曰く「結婚して、旦那がちゃんとお金を入れて、何不自由なく安心して暮らせることが幸せなんじゃないか?」
それ以上、話は続かなかったように思いますが、心の中で、私は確信を持ちました。
それは、私にとっての「幸せ」ではない、と。
あくまで、私にとって、の話ですが、若く好奇心に満ち溢れていたその頃の私には、「自分自身の力でやってみたい」感覚が強く、誰かの力で「安心」を得て暮らすことには、全く魅力を感じなかったように思います。
そして、同じレベルで考えるとすれば、自分にとっての幸せは、生活の苦楽は別として、志の合う人と、目標に向って一緒に進むこと……そんなイメージだったと思います。
あるいは、心から夢中になれるもの、生涯を通して力を注げるものに出会うことも幸せのひとつと考えていました。
人によって、幸せの定義は違います。
早くから「結婚して家庭を持って子供を産む」という意志を持っている人は、その方向に向かって行動し、実際そうなっているケースが多いと何かの本に書いてあった記憶があります。確率で考えると当然かもしれません。
そして、私の場合は、また違った方向を目指していたので、結果的には、昔描いていた通りの生活に近い状態になれています。
ですので、幸せかといわれると今私は幸せなのです。
もちろん、もっと先の幸せもあって、それもやはりもっと目標に近づくとか、もっと強く好きなものを意識できるようになる、といったイメージです。
こういう形での「幸せの定義」は、その人の生き方の指針、価値観のようなもの、と言えるかもしれません。
もし、人に訊ねたら、人の数だけいろいろな答えが出てくるかもしれないし、大まかな方向性に分かれるのかもしれません。

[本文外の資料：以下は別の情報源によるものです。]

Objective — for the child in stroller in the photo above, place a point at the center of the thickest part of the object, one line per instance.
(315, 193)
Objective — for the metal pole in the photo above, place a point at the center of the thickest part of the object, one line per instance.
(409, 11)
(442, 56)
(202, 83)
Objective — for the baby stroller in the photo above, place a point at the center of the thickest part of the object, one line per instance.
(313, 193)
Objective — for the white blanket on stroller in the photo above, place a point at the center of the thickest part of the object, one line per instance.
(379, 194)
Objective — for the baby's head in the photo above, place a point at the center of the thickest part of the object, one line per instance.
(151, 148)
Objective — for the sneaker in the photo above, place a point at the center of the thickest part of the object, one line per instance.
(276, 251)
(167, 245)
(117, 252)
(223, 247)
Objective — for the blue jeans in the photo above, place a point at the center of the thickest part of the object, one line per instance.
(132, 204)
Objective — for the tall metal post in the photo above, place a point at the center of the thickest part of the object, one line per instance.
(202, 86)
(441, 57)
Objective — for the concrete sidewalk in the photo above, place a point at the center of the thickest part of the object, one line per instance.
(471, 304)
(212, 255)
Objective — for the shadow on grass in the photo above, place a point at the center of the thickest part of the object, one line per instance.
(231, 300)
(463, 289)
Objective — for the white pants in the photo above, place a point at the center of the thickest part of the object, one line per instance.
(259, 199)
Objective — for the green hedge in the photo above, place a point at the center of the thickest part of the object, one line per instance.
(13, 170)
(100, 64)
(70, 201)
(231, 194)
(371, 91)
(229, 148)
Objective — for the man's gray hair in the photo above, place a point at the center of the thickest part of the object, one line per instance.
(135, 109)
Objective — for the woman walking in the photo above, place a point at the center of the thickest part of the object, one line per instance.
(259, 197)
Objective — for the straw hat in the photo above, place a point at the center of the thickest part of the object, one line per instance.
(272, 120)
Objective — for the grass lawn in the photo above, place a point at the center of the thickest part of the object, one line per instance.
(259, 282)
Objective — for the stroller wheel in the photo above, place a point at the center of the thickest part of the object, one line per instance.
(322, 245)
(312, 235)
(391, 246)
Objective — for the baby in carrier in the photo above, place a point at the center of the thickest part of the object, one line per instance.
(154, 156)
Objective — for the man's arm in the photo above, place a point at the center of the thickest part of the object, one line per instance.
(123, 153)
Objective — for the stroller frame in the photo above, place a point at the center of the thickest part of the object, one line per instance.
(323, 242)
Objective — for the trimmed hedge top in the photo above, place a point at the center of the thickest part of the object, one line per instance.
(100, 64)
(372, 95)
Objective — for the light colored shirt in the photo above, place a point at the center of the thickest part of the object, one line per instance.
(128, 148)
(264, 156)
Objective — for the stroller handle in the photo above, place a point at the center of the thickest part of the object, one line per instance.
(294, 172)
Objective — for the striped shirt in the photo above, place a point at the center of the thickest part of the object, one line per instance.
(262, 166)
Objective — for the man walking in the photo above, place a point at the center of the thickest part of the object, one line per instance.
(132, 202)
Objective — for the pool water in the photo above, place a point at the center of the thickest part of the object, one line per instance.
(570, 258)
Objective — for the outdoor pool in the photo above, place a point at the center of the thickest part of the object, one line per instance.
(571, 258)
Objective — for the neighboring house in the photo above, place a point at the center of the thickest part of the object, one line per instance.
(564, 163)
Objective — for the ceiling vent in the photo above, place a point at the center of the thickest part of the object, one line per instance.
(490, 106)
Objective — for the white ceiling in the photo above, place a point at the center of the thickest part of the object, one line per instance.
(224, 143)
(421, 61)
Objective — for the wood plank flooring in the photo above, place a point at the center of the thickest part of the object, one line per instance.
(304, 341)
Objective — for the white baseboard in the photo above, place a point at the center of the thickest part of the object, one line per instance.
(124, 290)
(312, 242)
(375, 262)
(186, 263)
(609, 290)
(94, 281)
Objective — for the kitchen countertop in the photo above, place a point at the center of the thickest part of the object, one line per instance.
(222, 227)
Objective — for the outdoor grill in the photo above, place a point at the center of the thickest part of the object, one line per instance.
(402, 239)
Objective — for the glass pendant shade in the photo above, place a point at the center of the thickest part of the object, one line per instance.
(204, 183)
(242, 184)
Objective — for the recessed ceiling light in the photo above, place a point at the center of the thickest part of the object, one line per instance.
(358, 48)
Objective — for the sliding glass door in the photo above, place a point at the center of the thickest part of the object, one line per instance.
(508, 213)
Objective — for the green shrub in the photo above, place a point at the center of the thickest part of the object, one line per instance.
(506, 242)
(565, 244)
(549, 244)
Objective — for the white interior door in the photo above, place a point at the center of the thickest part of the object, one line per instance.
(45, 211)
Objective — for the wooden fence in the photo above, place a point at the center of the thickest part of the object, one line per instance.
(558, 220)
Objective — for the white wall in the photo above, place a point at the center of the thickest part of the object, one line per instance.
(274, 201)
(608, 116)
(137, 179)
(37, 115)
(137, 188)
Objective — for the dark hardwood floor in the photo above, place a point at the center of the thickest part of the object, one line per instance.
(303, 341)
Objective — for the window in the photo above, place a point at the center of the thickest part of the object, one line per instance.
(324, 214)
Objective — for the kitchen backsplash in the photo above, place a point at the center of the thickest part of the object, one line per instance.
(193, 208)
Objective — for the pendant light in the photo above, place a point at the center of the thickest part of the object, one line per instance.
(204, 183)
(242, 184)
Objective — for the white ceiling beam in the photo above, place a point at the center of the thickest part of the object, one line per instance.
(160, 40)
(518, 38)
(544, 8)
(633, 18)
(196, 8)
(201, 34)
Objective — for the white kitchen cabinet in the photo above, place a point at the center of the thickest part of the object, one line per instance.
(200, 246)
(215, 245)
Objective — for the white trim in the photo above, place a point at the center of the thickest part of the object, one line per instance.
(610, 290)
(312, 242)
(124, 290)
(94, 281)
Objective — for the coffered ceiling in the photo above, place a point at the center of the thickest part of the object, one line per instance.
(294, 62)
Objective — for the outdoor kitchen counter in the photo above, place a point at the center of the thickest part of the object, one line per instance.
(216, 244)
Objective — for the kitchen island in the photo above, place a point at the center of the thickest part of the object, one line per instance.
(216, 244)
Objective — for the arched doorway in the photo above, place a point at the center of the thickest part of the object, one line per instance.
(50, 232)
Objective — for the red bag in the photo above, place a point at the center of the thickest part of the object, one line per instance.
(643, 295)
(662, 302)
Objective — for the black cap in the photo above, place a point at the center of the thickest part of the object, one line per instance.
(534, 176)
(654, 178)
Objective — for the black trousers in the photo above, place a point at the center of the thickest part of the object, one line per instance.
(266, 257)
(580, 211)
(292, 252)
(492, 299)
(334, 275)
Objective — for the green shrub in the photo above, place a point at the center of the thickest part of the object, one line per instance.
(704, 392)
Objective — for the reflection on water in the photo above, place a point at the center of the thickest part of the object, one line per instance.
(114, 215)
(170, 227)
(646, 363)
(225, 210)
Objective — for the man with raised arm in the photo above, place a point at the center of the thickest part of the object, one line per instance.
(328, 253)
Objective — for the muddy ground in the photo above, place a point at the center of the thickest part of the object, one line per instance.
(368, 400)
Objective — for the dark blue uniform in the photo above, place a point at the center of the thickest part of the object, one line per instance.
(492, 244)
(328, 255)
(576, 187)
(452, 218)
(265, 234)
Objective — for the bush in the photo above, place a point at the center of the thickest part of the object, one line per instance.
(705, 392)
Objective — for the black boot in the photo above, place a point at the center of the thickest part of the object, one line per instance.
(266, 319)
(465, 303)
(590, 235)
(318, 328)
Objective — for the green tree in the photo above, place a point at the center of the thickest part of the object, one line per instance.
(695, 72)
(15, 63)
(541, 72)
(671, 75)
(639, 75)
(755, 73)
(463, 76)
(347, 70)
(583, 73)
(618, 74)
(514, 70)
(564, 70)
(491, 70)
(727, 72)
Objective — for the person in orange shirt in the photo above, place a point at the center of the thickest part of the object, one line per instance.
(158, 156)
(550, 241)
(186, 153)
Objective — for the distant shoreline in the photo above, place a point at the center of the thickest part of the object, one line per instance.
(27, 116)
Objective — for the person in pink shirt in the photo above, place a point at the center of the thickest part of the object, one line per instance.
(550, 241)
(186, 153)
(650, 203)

そして、もっと小刻みにできる「幸せの定義」もあるのではないか、と思います。
人生のずっと先にあるような幸せではなく、<今>目の前にあるような幸せです。
遠くの幸せを考えることは、長いスパンで自分の道を生きる拠りどころとなるでしょうし、目の前の幸せに気づくことは、日々の心の栄養のようなものではないかと思います。
「幸せ」という言葉は、私にとって、何か正面から使うのが気恥ずかしいような言葉でもあるのですが、こうして考え始めると、このキーワードでいろいろなことが発見できそうな気がしています。